Critique

Green Lantern

IMDb 7.3 / 10
Allociné 4.1 / 5
Rotten T. 81%
Critique
Affiche du film Green Lantern

Green Lantern

Green Lantern, en 2011, est ce blockbuster super-héroïque de Martin Campbell que Warner Bros a fini par enterrer mais qui mérite qu'on le redécouvre comme un objet cinématographique d'une singularité notable. Campbell, qui avait redémarré James Bond avec GoldenEye et Casino Royale, applique ici sa rigueur britannique à un univers DC habituellement traité avec moins de finesse.

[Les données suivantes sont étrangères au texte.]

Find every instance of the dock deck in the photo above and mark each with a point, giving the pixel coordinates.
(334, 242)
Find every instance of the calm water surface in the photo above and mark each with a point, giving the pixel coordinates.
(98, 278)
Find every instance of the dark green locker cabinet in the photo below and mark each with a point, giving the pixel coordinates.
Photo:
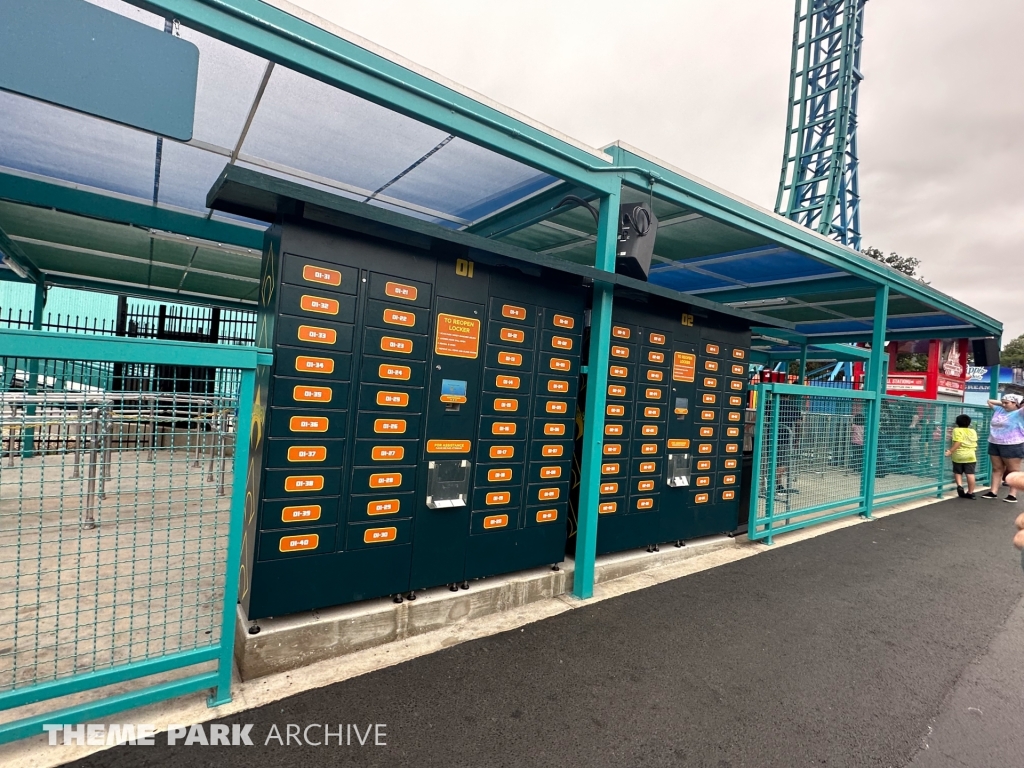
(416, 427)
(673, 425)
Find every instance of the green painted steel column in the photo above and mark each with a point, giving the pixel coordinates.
(597, 384)
(877, 384)
(29, 436)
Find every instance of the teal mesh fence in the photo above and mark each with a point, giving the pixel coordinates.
(810, 453)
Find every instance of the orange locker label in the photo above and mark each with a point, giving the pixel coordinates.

Ryan Reynolds, qu'on connaissait alors essentiellement pour des comédies romantiques, prend ici le risque d'incarner Hal Jordan, pilote d'essai devenu super-héros cosmique : le pari ne paie pas commercialement mais artistiquement il ouvre la voie à tout le ton ironique que Reynolds développera ensuite avec Deadpool.

Blake Lively, en Carol Ferris, hérite du rôle ingrat de la love interest mais y dépose une autorité professionnelle (elle est elle-même pilote et héritière d'une compagnie aérospatiale) que peu de love interests de blockbuster avaient eue jusque-là. Mark Strong, en mentor Sinestro, livre une performance d'une élégance shakespearienne qui aurait mérité bien plus que les commentaires moqueurs qu'on a faits sur sa peau rose. Peter Sarsgaard, en méchant Hector Hammond, expérimente avec une transformation physique progressive qui rappelle les meilleurs travaux d'acteurs du Nouvel Hollywood des années 1970.

Le choix de représenter le Corps des Green Lanterns en images de synthèse intégrales, qu'on a reproché au film comme un manque de matérialité, est en réalité un choix conceptuel : ces personnages sont des pures volontés, des esprits incarnés, et Campbell refuse de leur donner la matérialité du caoutchouc latex. C'est un parti pris philosophique sur ce qu'est un super-héros, parti pris qu'on n'aurait pas su lire en 2011 mais qui éclaire rétrospectivement les évolutions du genre.

2011, c'est aussi le moment où l'industrie super-héroïque devient hégémonique à Hollywood. Green Lantern, en proposant une œuvre plus risquée formellement que ses concurrents, paie le prix de cette singularité : il ne ressemble à aucun autre super-héros de l'époque. C'est précisément pourquoi il méritait d'être défendu.

Anecdote de tournage

🎬 Le saviez-vous ?

Ryan Reynolds aurait passé six mois à apprendre par cœur les principaux serments des différents Lanterns du comic book ; il aurait, lors d'une interview à Toronto, récité l'intégralité du serment violet d'amour des Star Sapphires sans qu'aucun journaliste ne reconnaisse le texte.